Deuxième départ pour l’accès aux données de santé. C’est au détour d’une conférence de presse, organisée par le ministre de la Santé et de l’Accès aux soins Yannick Neuder, sur le thème de la donnée et de l’intelligence artificielle en santé, que le marché public visant à faire héberger de façon souveraine, et non plus chez Microsoft, les données de santé du Health Data Hub a été officiellement ouvert. Depuis sa création en 2019, le Health Data Hub cristallise la tension autour des données de santé. Créé pour valoriser les données et permettre leur utilisation secondaire, c’est-à-dire pour la recherche, le groupement d’intérêt public a en effet rencontré de multiples freins au fur et à mesure des années, notamment avec des délais d’accès et des démarches administratives relevant du parcours du combattant pour les chercheurs.
“Solution intercalaire”
Mais au-delà, c’est surtout la question de l’hébergement de ces données qui a suscité le désaveu de la plateforme. Lors de sa création, elle s’est en effet tournée vers la solution cloud de Microsoft, Azure, pour faire héberger les données de santé de millions de Français. Auditionnée le 14 mai dernier à ce sujet, dans le cadre de la commission d’enquête sur la commande publique, Stéphanie Combes, directrice du Health Data Hub, avait alors déclaré qu’à l’époque, aucune solution française n’avait la maturité nécessaire pour proposer une alternative à Microsoft, en termes de service et de sécurité. C’est donc vers l’américain que s’était tourné le Gip, sous la tutelle de la ministre de la Santé de l’époque, Agnès Buzyn. Plusieurs de ses successeurs avaient ensuite brandi l’idée d’une “solution intercalaire”, qui permettrait de mettre ces données à disposition de la recherche, mais le projet est resté lettre morte pendant plusieurs années.

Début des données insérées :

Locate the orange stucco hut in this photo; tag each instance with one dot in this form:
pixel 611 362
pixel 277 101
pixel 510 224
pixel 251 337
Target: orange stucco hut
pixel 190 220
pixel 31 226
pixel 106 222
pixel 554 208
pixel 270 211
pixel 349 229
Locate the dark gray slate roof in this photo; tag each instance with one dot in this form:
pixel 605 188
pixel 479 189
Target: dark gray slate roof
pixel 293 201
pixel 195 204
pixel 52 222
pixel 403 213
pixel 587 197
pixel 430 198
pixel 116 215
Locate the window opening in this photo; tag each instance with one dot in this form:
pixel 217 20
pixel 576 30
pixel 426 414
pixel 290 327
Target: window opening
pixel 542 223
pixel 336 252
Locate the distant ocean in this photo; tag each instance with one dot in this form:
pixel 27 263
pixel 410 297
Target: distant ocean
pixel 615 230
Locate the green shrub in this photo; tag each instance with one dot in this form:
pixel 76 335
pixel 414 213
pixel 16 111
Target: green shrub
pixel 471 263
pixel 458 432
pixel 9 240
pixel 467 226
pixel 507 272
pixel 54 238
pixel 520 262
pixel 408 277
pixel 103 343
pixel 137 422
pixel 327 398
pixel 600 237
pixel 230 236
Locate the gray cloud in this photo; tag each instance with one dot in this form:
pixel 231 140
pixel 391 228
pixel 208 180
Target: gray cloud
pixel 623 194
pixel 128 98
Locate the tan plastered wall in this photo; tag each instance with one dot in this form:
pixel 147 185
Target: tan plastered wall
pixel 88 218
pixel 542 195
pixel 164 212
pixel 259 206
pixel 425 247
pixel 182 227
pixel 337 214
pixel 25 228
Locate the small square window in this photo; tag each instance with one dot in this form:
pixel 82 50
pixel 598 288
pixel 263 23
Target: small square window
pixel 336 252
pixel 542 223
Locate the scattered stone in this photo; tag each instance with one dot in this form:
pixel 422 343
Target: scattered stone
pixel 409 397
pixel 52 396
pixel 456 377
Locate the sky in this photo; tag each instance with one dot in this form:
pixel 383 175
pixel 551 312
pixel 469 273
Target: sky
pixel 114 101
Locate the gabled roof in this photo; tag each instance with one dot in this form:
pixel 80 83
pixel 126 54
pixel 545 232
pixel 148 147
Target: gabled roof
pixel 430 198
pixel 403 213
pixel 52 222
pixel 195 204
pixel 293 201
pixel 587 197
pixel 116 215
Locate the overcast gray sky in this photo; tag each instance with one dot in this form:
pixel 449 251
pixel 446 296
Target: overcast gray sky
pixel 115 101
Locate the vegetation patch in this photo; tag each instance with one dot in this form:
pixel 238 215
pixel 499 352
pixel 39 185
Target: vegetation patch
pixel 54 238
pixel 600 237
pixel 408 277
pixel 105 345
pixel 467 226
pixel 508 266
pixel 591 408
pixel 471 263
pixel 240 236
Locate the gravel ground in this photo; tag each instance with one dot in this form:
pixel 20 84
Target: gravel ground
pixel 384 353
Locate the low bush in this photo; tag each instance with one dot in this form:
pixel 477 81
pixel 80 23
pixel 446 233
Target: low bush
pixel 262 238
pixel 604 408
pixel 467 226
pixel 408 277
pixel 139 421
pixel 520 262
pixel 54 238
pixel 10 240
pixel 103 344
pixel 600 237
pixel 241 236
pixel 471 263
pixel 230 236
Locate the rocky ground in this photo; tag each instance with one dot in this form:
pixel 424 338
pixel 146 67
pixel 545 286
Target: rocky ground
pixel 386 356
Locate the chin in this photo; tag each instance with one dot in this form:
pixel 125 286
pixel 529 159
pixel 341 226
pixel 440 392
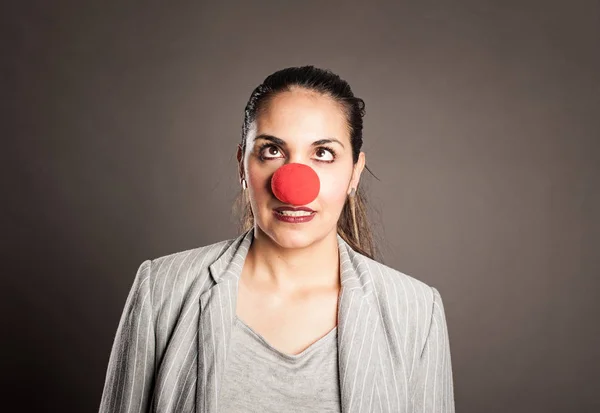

“Avec la plateforme des données de santé, nous mettons tout en œuvre pour qu’une copie de la base principale du système national des données de santé (SNDS) puisse servir de premiers projets dès l’été 2026 grâce à une solution d’hébergement dite “intercalaire”, afin de lever au plus vite les freins empêchant jusqu’ici sa pleine mobilisation, en parallèle de la montée en niveau de l’offre de cloud accompagnée par les ministres chargés de l’Économie et du Numérique”, a par ailleurs déclaré Yannick Neuder dans le rapport stratégique des données de santé qu’il a présenté le 1er juillet.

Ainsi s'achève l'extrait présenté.